This example is adapted from here

ZTestOneSample ztest = ZTestOneSample.test(
6.7, /* sample mean */
29, /* sample size */
5, /* tested mean */
7.1, /* population standard deviation */
0.05, /* significance level */
HTest.Alternative.GREATER_THAN /* alternative */
);
ztest.printSummary();
> HTTools.zTestOneSample

 One Sample z-test

mean: 5
sd: 7.1
significance level: 0.05
alternative hypothesis: one tail P > z

sample size: 29
sample mean: 6.7
z score: 1.2894057
p-value: 0.0986285477062051
conf int: [4.1159112,9.2840888]

P-value is greater than significance level which means that we cannot reject the null hypothesis. We don’t have enough evidence.
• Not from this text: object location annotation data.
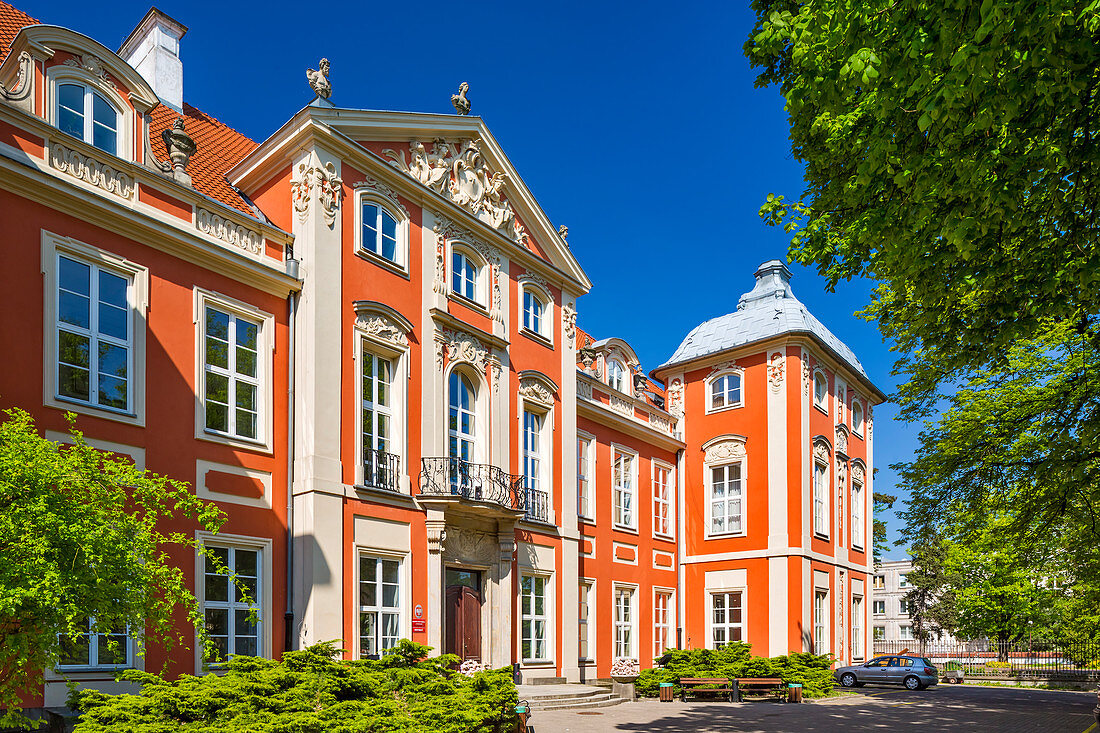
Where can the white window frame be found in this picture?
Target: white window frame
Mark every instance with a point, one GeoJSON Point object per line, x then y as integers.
{"type": "Point", "coordinates": [712, 382]}
{"type": "Point", "coordinates": [857, 627]}
{"type": "Point", "coordinates": [619, 491]}
{"type": "Point", "coordinates": [481, 277]}
{"type": "Point", "coordinates": [402, 231]}
{"type": "Point", "coordinates": [380, 609]}
{"type": "Point", "coordinates": [63, 74]}
{"type": "Point", "coordinates": [726, 625]}
{"type": "Point", "coordinates": [546, 616]}
{"type": "Point", "coordinates": [94, 664]}
{"type": "Point", "coordinates": [264, 598]}
{"type": "Point", "coordinates": [55, 247]}
{"type": "Point", "coordinates": [663, 624]}
{"type": "Point", "coordinates": [265, 369]}
{"type": "Point", "coordinates": [662, 498]}
{"type": "Point", "coordinates": [821, 401]}
{"type": "Point", "coordinates": [585, 499]}
{"type": "Point", "coordinates": [590, 622]}
{"type": "Point", "coordinates": [628, 651]}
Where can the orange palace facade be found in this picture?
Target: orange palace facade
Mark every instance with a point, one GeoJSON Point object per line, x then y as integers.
{"type": "Point", "coordinates": [359, 338]}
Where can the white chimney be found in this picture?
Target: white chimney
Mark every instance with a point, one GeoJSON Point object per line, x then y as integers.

Example 3: Two samples z test#

The amount of a certain trace element in blood is known to vary with a standard deviation of \(14.1\) ppm (parts per million) for male blood donors and \(9.5\) ppm for female donors. Random samples of \(75\) male and \(50\) female donors yield concentration means of \(28\) and \(33\) ppm, respectively. What is the likelihood that the population means of concentrations of the element are the same for men and women?

According with central limit theorem we can assume that the distribution of the sample mean is a normal distribution. More than that, since we have random samples, than the sample mean difference has a normal distribution. And because we know the standard deviation for each population, we can use a two sample z test for testing the difference of the sample means.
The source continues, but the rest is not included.